Challenging anxious thoughts
When anxiety rolls in, it announces that everything will be awful. I have a powerful imagination, and my anxiety hijacks this and gets me to imagine multiple terrible outcomes for everything. This is exhausting, and I am really good at frightening myself. For some time now, I’ve been trying to find ways of dealing with this.
I have done some CBT work, and the problem there is that it assumes your anxiety is irrational. My anxiety is not irrational, it is absolutely rooted in my life experiences. The things that come up for me when anxiety kicks in are based firmly on stuff that has happened. Treating it as irrational reduces my self-confidence and has me second guessing myself and that’s not useful. Consequently, stage one of anxiety management for me, is to listen to that anxiety and to acknowledge that it is a perfectly reasonable thing to feel. When I do that it becomes easier to then ask ‘but is it relevant right now?’

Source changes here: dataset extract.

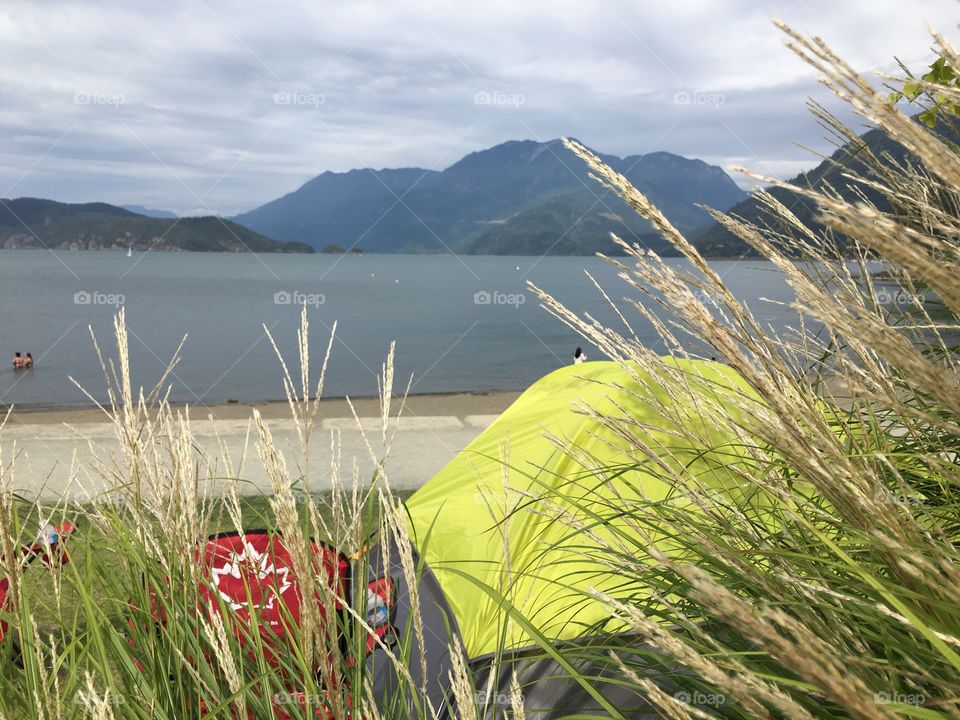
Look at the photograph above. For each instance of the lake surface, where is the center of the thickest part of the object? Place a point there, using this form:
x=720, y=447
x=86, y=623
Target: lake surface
x=461, y=324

I do risk assessments. I try and look as carefully as I can at the situation to decide how applicable my anxious feelings are. Often this helps me at least consider that it may not be terrible. Sometimes I decide that my anxiety is right and that I should get out. At times, my anxious thinking does have a protective aspect to it, and this is something I have no desire to lose.
Sometimes, I can’t tell on reflection whether the anxiety is well-founded or not. Often when dealing with other people, I just don’t have enough information. When dealing with people, I’ve decided that one key question to ask is ‘do I think they will treat me kindly?’ I don’t need everyone to get everything absolutely right for me, but in anxious situations, the care of another person can be a game changer. The person who can say no gently, and with respect isn’t going to do me serious harm. Can I trust a person’s kindness? When I’ve concluded that the answer is ‘yes’ and been proved right, it’s been powerful and transformative stuff. The only thing I need to trust in another human being is their kindness.

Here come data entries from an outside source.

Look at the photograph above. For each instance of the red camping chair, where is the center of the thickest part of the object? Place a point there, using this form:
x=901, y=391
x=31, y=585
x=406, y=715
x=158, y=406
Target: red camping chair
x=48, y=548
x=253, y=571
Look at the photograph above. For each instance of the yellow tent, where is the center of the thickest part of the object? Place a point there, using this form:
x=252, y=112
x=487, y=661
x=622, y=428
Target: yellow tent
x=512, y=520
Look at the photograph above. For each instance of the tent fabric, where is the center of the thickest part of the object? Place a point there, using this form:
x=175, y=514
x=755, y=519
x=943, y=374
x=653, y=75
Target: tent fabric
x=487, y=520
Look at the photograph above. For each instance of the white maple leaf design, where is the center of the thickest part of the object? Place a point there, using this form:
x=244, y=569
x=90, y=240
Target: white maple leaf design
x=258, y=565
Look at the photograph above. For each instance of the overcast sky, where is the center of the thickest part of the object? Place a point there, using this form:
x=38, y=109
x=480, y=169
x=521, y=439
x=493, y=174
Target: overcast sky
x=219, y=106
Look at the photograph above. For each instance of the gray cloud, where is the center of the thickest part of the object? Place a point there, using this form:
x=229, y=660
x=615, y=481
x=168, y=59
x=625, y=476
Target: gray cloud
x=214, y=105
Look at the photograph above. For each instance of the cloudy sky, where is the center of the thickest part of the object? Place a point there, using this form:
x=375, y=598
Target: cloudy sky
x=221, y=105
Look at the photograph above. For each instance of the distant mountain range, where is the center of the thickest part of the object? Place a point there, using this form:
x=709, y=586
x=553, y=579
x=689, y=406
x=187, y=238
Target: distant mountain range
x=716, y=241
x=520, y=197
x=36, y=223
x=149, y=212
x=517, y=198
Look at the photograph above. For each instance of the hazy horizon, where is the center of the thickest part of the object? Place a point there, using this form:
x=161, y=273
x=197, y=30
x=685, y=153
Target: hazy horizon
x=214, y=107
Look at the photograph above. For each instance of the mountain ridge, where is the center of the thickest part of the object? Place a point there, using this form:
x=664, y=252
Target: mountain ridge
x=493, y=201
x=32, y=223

I now also challenge myself to try and think about best outcomes as well as worst ones. It helps me not get into obsessive over-thinking about terrible things. It can provide useful information as I risk assess a situation. It helps me see when things really are moving in the right direction. A good outcome can be hard to spot if all you’ve got is disaster thinking. Imagining what the best someone might do would look like helps me open up possibilities that anxiety would have shut down.
I want to keep some aspects of my anxious thinking as part of my tool set. I know it helps me stay safe. I don’t want to give my anxiety the steering wheel, or have it dominate how I think about people and situations. I want to hold room for new and different things to happen, and where I’ve been able to do that, there have been powerful responses from other people that really change things for me.